E a pequenita caminhava vagarosamente, com uma precoce gravidade destoante dos seus poucos annos. Mas…
Uma carroça vinha em doida desfilada, com barulho irritante de velhas molas ferrugentas e guisos casquinando sarcasmos na tarde chuvosa. Assustada, querendo fugir, a criança deixou cahir o embrulho. O papel rasgou-se e todo o milho que levava se espalhou no chão lamacento. Nada mais pungente de ver; nada que mais esgarçasse a alma n’uma angustia—que a pallida figurinha da pequena contemplando aquelle desastre!…

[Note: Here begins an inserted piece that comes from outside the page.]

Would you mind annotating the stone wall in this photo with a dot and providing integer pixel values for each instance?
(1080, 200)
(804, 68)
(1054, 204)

A carroça passou e ella foi apanhando, grão aqui, grão além, aquelles que a lama não tinha completamente perdido. Depois affastou-se lentamente, com um sorriso d’infinita resignação na sua boquinha já soffredora.
Seis annos apenas—como ella aprendeu cedo a resignação amargurada da vida! Uma immensa piedade, uma dolorosa impressão d’irremediavel soffrimento, me invadiu o espirito, pensando em todas as anonymas desventuras que se acotevelam na vida.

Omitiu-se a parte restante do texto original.